PORTSMOUTH, Va. -- The U.S. Defense Department is preparing to send a specially outfitted ship to the Mediterranean Sea to destroy Syria's stockpiles of chemical weapons, a top official said here Thursday.
The MV Cape Ray will leave for the region within two weeks from a commercial shipyard here, according to Frank Kendall, the Pentagon's top weapons buyer. The 648-foot-long vessel has been outfitted with a pair of hydrolysis systems capable of dismantling 700 metric tons of the dangerous materials -- including mustard gas -- over three months, he said.
The ship hasn't receive its orders yet, but the plan is for warships to escort it to an as-yet undetermined port in the Mediterranean, where it will receive chemicals collected from Syria by Danish and Norwegian vessels, Kendall said. The Cape Ray will then head back out to sea to begin the process of destroying the agents, he said.
"Exactly where and how that process will take place hasn't been finalized yet," Kendall said. When asked how confident he was that Syria would actually turn over the weapons to international handlers, he said: "That's a Syrian obligation. We expect them to fulfill their obligation."
Syria missed a Dec. 31 deadline to relinquish control of some of its most dangerous chemicals, including about 20 tons of mustard nerve agent, according to an article by RT, Russia's state-owned television network. A Norwegian frigate and Danish warship on Tuesday left the country's main port of Latakia without the materials after containers of them never turned up, according to the report.

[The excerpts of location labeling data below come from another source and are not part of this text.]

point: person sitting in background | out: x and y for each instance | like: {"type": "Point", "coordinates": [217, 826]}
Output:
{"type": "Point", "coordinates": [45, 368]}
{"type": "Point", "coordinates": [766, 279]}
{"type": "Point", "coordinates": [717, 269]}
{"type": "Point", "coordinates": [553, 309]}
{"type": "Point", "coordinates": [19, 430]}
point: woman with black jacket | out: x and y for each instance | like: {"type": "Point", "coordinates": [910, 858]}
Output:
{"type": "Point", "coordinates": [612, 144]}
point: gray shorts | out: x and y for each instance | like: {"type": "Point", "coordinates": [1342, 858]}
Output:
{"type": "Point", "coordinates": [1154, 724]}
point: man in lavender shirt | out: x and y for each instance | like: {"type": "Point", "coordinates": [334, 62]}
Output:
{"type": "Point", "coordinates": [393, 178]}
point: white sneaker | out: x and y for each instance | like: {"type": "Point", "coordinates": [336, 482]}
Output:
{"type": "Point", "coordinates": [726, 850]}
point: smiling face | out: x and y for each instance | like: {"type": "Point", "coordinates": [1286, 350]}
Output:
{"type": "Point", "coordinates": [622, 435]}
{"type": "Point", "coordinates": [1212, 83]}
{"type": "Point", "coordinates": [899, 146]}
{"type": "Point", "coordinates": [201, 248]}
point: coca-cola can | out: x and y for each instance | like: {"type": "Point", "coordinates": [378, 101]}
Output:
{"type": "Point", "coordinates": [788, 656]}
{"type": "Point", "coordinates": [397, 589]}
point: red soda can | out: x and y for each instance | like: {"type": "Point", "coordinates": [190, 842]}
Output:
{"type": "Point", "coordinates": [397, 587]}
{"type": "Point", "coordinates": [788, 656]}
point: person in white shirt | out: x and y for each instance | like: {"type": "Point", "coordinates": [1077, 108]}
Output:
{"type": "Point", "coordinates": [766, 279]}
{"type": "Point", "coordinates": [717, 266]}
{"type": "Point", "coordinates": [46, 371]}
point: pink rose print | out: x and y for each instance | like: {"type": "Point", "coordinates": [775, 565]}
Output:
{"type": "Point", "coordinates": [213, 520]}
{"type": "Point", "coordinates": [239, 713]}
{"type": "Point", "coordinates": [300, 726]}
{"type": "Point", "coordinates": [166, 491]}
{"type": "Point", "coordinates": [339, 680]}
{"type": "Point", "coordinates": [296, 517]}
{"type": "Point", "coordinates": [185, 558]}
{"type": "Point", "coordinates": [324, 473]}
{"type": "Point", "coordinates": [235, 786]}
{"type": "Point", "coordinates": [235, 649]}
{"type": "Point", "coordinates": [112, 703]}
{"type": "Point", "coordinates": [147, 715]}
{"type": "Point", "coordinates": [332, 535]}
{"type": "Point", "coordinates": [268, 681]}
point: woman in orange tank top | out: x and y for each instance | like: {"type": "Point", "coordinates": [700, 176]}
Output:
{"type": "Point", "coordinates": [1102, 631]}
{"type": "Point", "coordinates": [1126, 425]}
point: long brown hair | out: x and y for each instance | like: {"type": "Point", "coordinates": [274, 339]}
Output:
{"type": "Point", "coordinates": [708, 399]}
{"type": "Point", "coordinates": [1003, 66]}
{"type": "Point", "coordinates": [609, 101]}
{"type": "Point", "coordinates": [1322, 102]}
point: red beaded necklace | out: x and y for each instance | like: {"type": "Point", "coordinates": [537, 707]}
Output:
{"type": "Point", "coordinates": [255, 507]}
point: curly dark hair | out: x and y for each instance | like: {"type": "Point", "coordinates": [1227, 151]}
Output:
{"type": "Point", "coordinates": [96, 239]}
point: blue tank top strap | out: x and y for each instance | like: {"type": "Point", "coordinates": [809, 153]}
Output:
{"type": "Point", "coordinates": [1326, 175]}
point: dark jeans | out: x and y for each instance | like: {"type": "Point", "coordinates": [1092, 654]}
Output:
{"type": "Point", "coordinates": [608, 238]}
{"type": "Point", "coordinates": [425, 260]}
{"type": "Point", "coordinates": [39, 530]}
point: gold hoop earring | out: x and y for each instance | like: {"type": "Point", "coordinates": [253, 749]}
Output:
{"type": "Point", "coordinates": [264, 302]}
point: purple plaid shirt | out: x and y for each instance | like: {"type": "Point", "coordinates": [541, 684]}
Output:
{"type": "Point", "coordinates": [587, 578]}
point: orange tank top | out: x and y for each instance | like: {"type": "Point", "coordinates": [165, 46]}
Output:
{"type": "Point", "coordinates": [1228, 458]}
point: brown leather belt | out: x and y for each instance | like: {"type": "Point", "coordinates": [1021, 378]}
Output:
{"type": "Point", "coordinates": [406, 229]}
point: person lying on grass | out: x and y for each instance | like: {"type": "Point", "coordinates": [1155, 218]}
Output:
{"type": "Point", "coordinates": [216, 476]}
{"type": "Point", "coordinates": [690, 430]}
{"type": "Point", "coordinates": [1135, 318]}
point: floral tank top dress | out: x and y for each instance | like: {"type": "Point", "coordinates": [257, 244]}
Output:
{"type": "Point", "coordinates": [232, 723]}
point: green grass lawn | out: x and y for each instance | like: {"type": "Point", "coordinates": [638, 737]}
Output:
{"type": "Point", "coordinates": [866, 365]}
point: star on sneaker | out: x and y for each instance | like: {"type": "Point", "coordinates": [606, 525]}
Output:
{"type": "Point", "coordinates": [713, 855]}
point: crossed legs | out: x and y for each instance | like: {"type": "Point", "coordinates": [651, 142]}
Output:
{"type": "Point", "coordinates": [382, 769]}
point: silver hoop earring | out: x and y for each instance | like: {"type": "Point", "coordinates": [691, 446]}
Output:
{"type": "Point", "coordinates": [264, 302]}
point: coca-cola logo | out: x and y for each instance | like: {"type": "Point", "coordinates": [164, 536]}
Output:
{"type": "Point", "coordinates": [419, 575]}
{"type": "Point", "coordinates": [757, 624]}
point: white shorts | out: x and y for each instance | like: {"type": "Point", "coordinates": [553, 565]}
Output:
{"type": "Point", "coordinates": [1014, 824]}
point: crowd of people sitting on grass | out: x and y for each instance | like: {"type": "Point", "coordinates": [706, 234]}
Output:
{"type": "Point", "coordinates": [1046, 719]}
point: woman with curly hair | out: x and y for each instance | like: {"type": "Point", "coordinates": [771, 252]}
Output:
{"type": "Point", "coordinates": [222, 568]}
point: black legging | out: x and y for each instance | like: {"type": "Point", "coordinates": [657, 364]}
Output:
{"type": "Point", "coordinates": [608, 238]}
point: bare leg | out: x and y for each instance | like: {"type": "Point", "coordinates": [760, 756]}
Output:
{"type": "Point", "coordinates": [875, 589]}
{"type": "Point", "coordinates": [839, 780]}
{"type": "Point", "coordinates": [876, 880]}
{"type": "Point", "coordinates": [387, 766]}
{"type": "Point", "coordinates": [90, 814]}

Syria agreed to give up the weapons as part of an internationally brokered deal that prevented a U.S. military intervention in the country. More than 130,000 people have died in the three-year-old uprising against forces loyal to President Bashar Assad, according to a recent estimate from the U.K.-based Syrian Observatory for Human Rights, which tracks the death toll through a network of activists in the country.
At the invitation of the Pentagon, a few dozen reporters and photographers on Thursday toured the ship, which is based in Norfolk and was being prepared for deployment at General Dynamics Corp.'s NASSCO-Earl Shipyard in Portsmouth.
The U.S. began exploring ways to destroy Syria's chemical weapon stockpiles about a year ago, Kendall said. Installing the hydrolysis systems onto a ship "wasn't the first option that came to mind," he said, in part because the process can be slowed by bad weather and choppy water.
The Defense Department benefited from a "flexible funding" process that allowed it to quickly purchase three of the so-called field deployable hydrolysis systems, each of which costs about $5 million, Kendall said. The technology isn't new -- about a decade old -- but it's highly effective and proven, he said.
Adam Baker, a chemical engineer for the Army's Edgewood Chemical Biological Center at Aberdeen Proving Ground, Md., said the technology was tested over the past year using mustard gas and methylphosphonyl difluoride, or DF, a precursor to sarin gas. He said the systems aboard the Cape Ray could process and destroy Syria's entire stockpiles of those agents on a single trip.
"The ship's going to be packed," he said, noting that a deck below can fit 280 shipping containers holding 6,600 gallons of chemical material apiece. "It's going to be tight."
The process, which uses water and other reactants to neutralize chemical weapons, creates a large amount of hazardous waste -- potentially more than a dozen times the volume of the agent being treated, according to a Pentagon fact sheet. U.S. officials said the waste will be commercially disposed of, but didn't specify where.
Each system includes a hydrolysis unit and a titanium reactor tank, and is designed to run around-the-clock with a 15-person crew. Some 100 personnel will deploy with the Cape Ray, about two-thirds of whom are engineers and workers who will operate the equipment.
The ship itself isn't part of the Navy fleet. The 36-year-old vessel is maintained by the Transportation Department's Maritime Administration as part of the so-called Ready Reserve Force, a fleet of almost 50 commercial ships that can be activated to support emergencies.
The Cape Ray was built in 1977 by Kawasaki Heavy Industries and is managed by Keystone Shipping Service, according to a separate fact sheet.